John: Several defenders are leveraging AI to accelerate the detection and response cycle in a variety of ways. In keeping with the threat intelligence discussion, defenders are beginning to use AI to generate and deploy new detection rules based on new threat intelligence reflecting new TTP/IOCs.

This will dramatically shrink the timeline to synthesize the new intelligence into an action plan, versus pushing the requirement to a team to build the detection rules and another to upload it. 

Another area getting quite a bit of focus is on what folks are referring to as ‘Autonomous SOC,’ which I don’t believe will happen for quite a few years. AI-enabled alert triage is certainly a viable approach to widening the investigation of alerts, leveraging AI to triage all alerts vs just the ones that get escalated by legacy processes.  

This list goes on, and I want to make sure it’s clear that defenders aren’t sitting in place today. Everyone I know is actively engaged in either using or assessing how to use AI to simplify and accelerate their security operations.  

That said, most all these efforts rely on the fundamental reuse strategy of adversaries, which will become a lower and lower percentage of attacks over time.

Vishwa: If threat actor identity is no longer stable in an AI-driven threat landscape, what replaces it as the foundation for defensive strategy? Are security teams now forced to prioritize anticipating behavior over profiling adversaries?   

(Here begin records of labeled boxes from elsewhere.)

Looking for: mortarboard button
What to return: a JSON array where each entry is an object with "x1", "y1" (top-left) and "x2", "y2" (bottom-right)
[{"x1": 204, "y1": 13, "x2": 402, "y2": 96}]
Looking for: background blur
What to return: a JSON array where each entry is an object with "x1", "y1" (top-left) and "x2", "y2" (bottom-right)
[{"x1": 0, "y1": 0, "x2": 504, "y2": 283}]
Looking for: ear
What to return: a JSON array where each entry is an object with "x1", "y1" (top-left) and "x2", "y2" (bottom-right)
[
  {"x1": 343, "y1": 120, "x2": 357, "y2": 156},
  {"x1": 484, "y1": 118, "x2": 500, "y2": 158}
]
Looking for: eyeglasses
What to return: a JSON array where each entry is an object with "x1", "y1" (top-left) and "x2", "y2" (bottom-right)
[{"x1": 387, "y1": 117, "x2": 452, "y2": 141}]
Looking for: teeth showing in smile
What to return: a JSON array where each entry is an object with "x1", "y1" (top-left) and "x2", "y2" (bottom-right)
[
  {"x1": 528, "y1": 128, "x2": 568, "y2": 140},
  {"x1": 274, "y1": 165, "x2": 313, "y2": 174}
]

John: Attribution was always the crown jewel of the cyber threat intelligence and intelligence-led security programs. It allowed defenders to personalize the fight, making it tangible, less ephemeral, and way more fun.  

Most importantly, knowing who you were up against was the principal driver of assessing risk and the likelihood of having a persistent adversary. In particular, knowledge that a specific nation state was targeting your IP and/or business upped the ante versus a cyber-criminal group that is more likely to shift to another target if they’re easier prey. 

As sophistication amongst adversaries exploded, misattribution became increasingly simple, allowing a nation-state to make the attack look like a cybercrime or hacktivist group. Solid threat intelligence could typically see through this misattribution approach, investigating the hours when the attacks were launched, the tools and infrastructure that were leveraged, etc., and were able to dispel the myth created by the misattribution attempt.

Today, it’s quite easy to spoof the entirety of an adversary to make it much more difficult to dissect and discredit. At some point, defenders begin to simply step back and either disregard attribution in its entirety or simply attribute to an objective, which is what you need to assess risk. 

If a home intruder is at the gates of your home and is preparing to enter, you certainly want to know whether they’re after your electronics, paint graffiti on the walls, or murder your family and burn down your house. Once you can assess what their objective is, you have enough data to prioritize your response.

Vishwa: Is AI rendering attribution obsolete? If threat actors are constantly reconfiguring their methods and hiding behind generative tools, what value does threat actor profiling still hold for enterprises or governments? 

John: Governments have a set of resources that traditional cyber threat intelligence providers and defenders will never have, and will always have a mandate for attribution. 

I believe specific attribution to a group will become less of the focus for commercial entities, so long as they’re able to assess the objective of the adversary, which informs risk and therefore mitigation prioritization.  

The days of pictures of hackers on the cover of a report are numbered.